Eventually I realised I couldn't keep doggedly keep exclusively breastfeeding my son for six months. Something had to give, I admitted, when I found myself hooked up to a supply of morphine in A&E at 3am with my starving baby screaming beside me. (Hospital staff couldn't answer when I asked if morphine was safe for a breastfeeding mum.)
By then my son was four months old and I was reluctant to switch to formula, having struggled through feeding against the odds for the first few months of his life. And having exclusively breastfed my first baby for six months and continued to feed until he weaned himself at 9 months, I was wracked with guilt at the prospect of depriving my second child in comparison.

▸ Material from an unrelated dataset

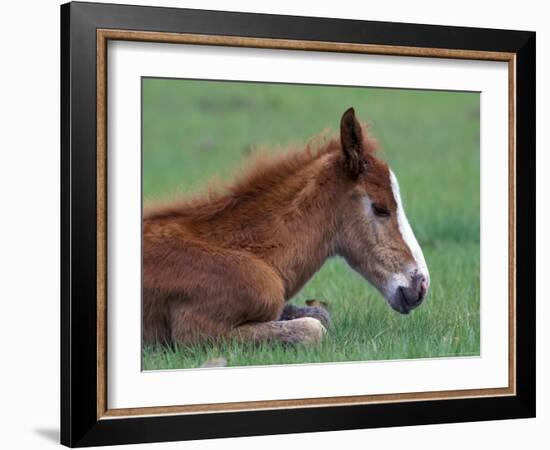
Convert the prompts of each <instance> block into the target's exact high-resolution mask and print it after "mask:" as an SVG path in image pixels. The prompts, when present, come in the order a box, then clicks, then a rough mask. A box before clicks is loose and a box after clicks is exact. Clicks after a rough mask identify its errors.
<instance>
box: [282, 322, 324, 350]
mask: <svg viewBox="0 0 550 450" xmlns="http://www.w3.org/2000/svg"><path fill="white" fill-rule="evenodd" d="M287 324H288V327H289V328H290V329H291V330H290V333H291V335H292V337H291V339H290V340H291V341H292V342H295V343H299V344H305V345H311V344H318V343H319V342H321V339H323V336H324V335H325V334H326V332H327V329H326V328H325V327H324V326H323V324H322V323H321V322H320V321H319V320H317V319H314V318H312V317H302V318H300V319H293V320H289V321H288V322H287Z"/></svg>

So when a friend mentioned that government guidelines had advocated introducing solids at four months when her children were babies (not so long ago), I decided to ask my health visitor for her views on starting solids early.
Let's just say it wasn't a conversation that lasted very long and for the next few weeks I studiously avoided the clinic as my son wolfed down bowlfuls of baby rice as if each one might be the last meal he ever had.

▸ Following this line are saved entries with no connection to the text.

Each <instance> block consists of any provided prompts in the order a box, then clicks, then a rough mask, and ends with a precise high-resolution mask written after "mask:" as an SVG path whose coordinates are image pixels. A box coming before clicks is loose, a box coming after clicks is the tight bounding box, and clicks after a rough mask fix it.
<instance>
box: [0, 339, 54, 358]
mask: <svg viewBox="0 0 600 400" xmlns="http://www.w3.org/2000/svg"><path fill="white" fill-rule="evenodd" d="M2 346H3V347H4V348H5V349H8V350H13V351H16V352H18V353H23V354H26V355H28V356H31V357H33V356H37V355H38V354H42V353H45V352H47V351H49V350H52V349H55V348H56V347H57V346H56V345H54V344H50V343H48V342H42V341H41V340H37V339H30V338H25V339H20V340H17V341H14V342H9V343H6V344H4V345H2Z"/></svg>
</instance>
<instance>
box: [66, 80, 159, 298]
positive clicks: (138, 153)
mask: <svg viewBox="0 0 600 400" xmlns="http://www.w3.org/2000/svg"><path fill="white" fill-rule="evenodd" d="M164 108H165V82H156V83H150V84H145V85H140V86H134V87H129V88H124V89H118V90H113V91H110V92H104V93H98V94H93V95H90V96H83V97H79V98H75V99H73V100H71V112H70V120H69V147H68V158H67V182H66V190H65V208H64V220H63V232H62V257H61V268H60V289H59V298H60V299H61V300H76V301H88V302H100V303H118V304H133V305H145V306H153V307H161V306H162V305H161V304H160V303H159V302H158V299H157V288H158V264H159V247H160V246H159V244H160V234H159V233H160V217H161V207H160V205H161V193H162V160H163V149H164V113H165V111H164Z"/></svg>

For me, this new research is a comfort because it confirms what I suspected, which was that my baby was well-ready for solids at four months. I feel vindicated about my decision to wean early, whereas until now I've felt only guilty.

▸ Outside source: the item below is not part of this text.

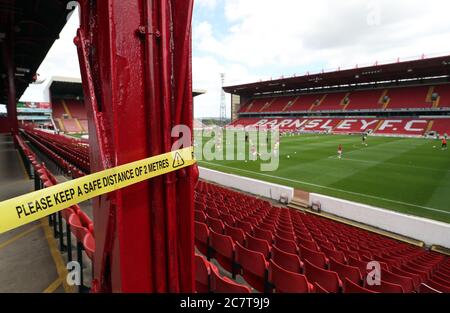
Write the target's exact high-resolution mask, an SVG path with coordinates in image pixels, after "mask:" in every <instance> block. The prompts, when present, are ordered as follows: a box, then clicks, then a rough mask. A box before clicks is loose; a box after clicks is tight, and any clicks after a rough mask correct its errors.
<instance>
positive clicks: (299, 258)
mask: <svg viewBox="0 0 450 313" xmlns="http://www.w3.org/2000/svg"><path fill="white" fill-rule="evenodd" d="M272 260H274V261H275V263H277V264H278V265H279V266H281V267H282V268H284V269H285V270H287V271H291V272H294V273H300V274H301V273H303V262H302V261H300V257H299V256H298V255H297V254H292V253H287V252H284V251H283V250H281V249H279V248H278V247H277V246H276V245H273V246H272Z"/></svg>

Mum-of-four Barbara Taylor shares that sentiment: "Oh I absolutely groaned with despair when I heard this. I felt so guilty that I introduced solids slightly earlier than 6 months will all of my kids... to hear that the advice might be wrong does my head in!
"They keep changing their minds anyway - when my eldest was small the advice was to introduce solids at 4 months. I think as a parent you have to just go with your gut instincts. I think that it is worse when you are a first time parent and have no idea what you are doing - you go with whatever the 'experts' say. So glad that I'm not having any more babies!"
More importantly, this research underlines my strongest conviction about motherhood, which is that our instincts are invariably more trustworthy than any advice we're handed from on high, no matter how well-meaning.
GP and mum of two Pippa says: "From my understanding it was a WHO report initially that put the six month mark out there, which had little to do with allergy development and more to do with infant mortality.
"Worldwide they are probably correct that exclusive breast feeding is healthier than offering alternatives which may have been made with water that is not clean or in unsanitary conditions. Most European countries didn't take up or recommend the WHO guidelines, the UK was in a minority. I think women have been very confused by the guidelines, for example many bottle feeding or mixed feeding mums don't wean their children onto solids until six months because they assume it was a blanket recommendation, which it never was. The evidence on allergies was certainly patchy at best. I think WHO guidance is hugely valuable though it can't always be extrapolated to all countries and it gets leapt on by certain bandwagons and portrayed as the only way to raise one's child."
Mum of one Cathryn Scott isn't convinced by the new research, and says: "The fact that people involved in this study have been previously funded by baby food companies tells me everything I need to know about their 'findings'."
I love this comment left on a newspaper's website in response to the new research:
"Dear New Mothers,
Just muddle through as best you can. Weigh up any advice but be aware it'll be contradicted down the line. Just give it your best shot; breast or bottle, it's no one else's business. Most important of all, if you're knackered and wondering if you can manage being a mother at all then for God's sake avoid reading the outpourings of zealous mothers with a set and rigid opinion about what is best based on their own situation - they'll just make you feel bad. Don't worry you're probably doing fine."
Amen to that.
What do you think? What was the advice at the time you had your baby or babies?